Once again, we might accept appellant's argument viewing the statement standing alone. However, the prosecutor was comparing the statements of the two witnesses with the physical evidence i.e., barrel of a shotgun, found at the scene. Although we do not condone vouching for the credibility of a witness, we cannot say it rose to the level of plain error.
Upon review, we do not find any comments made by the prosecutor that prejudicially affected appellant's substantial rights.
Assignment of Error I is denied.
II
Appellant claims the trial court erred in denying his motion to suppress his statements which were made while he was being transported in a police cruiser after arrest, but prior to the investigation and Miranda warnings. We disagree.

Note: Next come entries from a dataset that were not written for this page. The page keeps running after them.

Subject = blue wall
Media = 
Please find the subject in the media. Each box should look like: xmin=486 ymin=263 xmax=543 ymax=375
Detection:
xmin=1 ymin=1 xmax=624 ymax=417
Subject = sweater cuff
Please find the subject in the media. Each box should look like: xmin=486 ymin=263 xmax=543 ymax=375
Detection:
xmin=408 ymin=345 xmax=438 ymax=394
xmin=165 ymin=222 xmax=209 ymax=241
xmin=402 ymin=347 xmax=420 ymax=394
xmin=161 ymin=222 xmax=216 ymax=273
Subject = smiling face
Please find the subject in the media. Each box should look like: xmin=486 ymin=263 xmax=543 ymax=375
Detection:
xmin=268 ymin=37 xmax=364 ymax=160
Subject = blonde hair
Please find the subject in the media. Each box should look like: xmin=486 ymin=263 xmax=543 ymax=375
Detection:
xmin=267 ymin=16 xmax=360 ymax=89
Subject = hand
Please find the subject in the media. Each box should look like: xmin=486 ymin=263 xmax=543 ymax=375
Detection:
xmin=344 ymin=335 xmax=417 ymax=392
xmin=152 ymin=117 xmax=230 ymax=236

There are three methods of challenging on appeal a trial court's ruling on a motion to suppress. First, an appellant may challenge the trial court's findings of fact. In reviewing a challenge of this nature, an appellate court must determine whether said findings of fact are again the manifest weight of the evidence. State v. Fanning (1982), 1 Ohio St.3d 19; State v. Klein (1991), 73 Ohio App.3d 485; State v. Guysinger (1993), 86 Ohio App.3d 592. Second, an appellant may argue the trial court failed to apply the appropriate test or correct law to the findings of fact. In that case, an appellate court can reverse the trial court for committing an error of law. State v. Williams (1993), 86 Ohio App.3d 37. Finally, assuming the trial court's findings of fact are not against the manifest weight of the evidence and it has properly identified the law to be applied, an appellant may argue the trial court has incorrectly decided the ultimate or final issue raised in the motion to suppress. When reviewing this type of claim, an appellate court must independently determine, without deference to the trial court's conclusion, whether the facts meet the appropriate legal standard in any given case. State v. Curry (1994), 95 Ohio App.3d 93; State v. Claytor (1993), 85 Ohio App.3d 623; Guysinger. As the United States Supreme Court held in Ornelas v. U.S. (1996), 116 S.Ct. 1657, 1663, ". . . as a general matter determinations of reasonable suspicion and probable cause should be reviewed de novo on appeal."
In its judgment entry filed May 4, 2001, supplementing the appellate record, the trial court correctly set forth the facts of the statement as follows:
On April 9, 2000, Officers Bissler and Taylor of the Jackson Township Police Department arrested the defendant and were transporting him to the Jackson Township Police Department. During the ride to the police department, the defendant was asked if he had any idea why he was being arrested. The defendant responded by saying that he had no idea why he was being arrested. The officers then informed the defendant that he was being arrested because he was believed to be responsible for a rape that took place in Jackson Township on a certain date. After he was informed of the reason for his arrest, the defendant then volunteered that he had no idea of what the officers were talking about and that on the night in question he was drinking with his father.
The trial court concluded "[t]he officers had not asked the defendant to explain his whereabouts that evening, nor did the officers ask him any questions which would elicit his volunteered response regarding his whereabouts."
It should be noted appellant's statement that he was elsewhere was not incriminating but was inconsistent with the defense of consent.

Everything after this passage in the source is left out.